Nearby to the south could be glimpsed yet another budding town, the hilltop burg of Dallas. To the northwest about four miles was Gregory. All around was beautiful country and blue skies.

They headed back to Bonesteel, where Micheaux dreamed all night of his perfect relinquishment. The original claim had been drawn by a girl who lived across the Missouri, and the next day they set out to visit the girl and her parents. He had expected to pay as much as $1,800 for relinquished land, but now he recognized that he wouldn't have to pay that much for a claim as far west as Gregory. He dickered with the girl and her parents, getting the price slashed to $375. Then he dickered with Slater, the locator, knocking his two hundred dollar fee down to eighty.

Micheaux paid the first installment of $160 on his 160 acres in Chamberlain on October 14, 1904. Then, because it was too late in the season to plant crops or build on the land, he returned to St. Louis.

 

From St. Louis he wrote to his erstwhile sweetheart Jessie in Murphysboro. Their correspondence had been intermittent of late, and Micheaux couldn't decide how he felt about the younger girl. But she was about to graduate from high school, and in her letters she hailed him as “grand and noble, as well as practical” for having invested in a relinquished homestead. He promised to visit her at Christmas.

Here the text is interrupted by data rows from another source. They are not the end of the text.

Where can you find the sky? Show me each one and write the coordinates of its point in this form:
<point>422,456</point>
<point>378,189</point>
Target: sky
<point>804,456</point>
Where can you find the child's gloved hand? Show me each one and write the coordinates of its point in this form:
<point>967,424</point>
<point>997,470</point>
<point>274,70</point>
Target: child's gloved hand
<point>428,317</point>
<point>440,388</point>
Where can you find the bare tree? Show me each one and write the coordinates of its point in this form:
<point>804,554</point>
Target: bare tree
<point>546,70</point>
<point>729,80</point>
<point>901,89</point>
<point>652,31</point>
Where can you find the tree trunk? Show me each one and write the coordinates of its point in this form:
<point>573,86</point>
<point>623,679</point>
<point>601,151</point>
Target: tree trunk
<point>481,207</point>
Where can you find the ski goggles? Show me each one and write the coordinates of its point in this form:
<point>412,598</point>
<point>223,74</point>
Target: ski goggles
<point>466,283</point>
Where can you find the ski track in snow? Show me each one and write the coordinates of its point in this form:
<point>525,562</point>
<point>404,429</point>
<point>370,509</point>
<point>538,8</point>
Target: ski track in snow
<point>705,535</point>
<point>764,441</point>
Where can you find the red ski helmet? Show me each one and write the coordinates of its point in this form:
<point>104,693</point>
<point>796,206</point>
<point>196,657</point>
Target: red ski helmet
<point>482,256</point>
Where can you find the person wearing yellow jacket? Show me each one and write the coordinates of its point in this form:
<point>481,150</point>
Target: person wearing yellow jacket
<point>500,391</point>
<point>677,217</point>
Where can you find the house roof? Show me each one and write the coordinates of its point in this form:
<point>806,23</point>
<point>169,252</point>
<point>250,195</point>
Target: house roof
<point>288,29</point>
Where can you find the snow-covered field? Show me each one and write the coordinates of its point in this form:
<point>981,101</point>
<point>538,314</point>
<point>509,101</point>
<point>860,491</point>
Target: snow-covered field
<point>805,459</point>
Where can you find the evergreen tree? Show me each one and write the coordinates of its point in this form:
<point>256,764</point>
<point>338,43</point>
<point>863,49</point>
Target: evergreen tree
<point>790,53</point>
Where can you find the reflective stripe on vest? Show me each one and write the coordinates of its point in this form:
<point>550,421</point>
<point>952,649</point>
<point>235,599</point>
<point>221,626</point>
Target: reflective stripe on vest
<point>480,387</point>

After Teddy Roosevelt won the November 1904 presidential election, Micheaux took a Pullman job with a “special party, consisting mostly of New York capitalists and millionaires,” traveling from St. Louis down through the Southwest, crossing the Rio Grande at Eagle Pass, Texas, then cutting across central Mexico by way of Torreón, Zacatecas, Aguascalientes, Guadalajara, Puebla, and Tehauntapec. They sailed from Salina Cruz down the west coast to Valparaíso, Chile, heading inland to Santiago, and from there via the Trans-Andean railway to western Argentina.

At Mendoza, they visited an ancient city that had been destroyed and rebuilt fifty years earlier after an earthquake and fire, but fears of the bubonic plague sweeping Brazil sent the party scurrying back to Valparaíso, where they promptly set sail for Salina Cruz. They spent time
originally intended for a tour of Argentina “snoopin' around the land of the Montezumas,” which was filled with “gaudy Spanish women and begging peons,” in Micheaux's words. Finally, after trekking into the highlands to visit the cathedrals of Cuernavaca, they headed north, passing through Puebla, San Luis Potosí, and Monterrey, en route to Laredo, Texas.

For a man with wanderlust, this was a high point of his life; though he would later boast of international travel in his film publicity, it's unlikely that Micheaux ever again traveled so freely or extensively outside U.S. borders. And there were other benefits to the trip: “I became well enough acquainted with the liberal millionaires and so useful in serving their families,” Micheaux wrote later, “that I made $575 on the trip, besides bringing back so many gifts and curiosities of all kinds that I had enough to divide up with a good many of my friends.”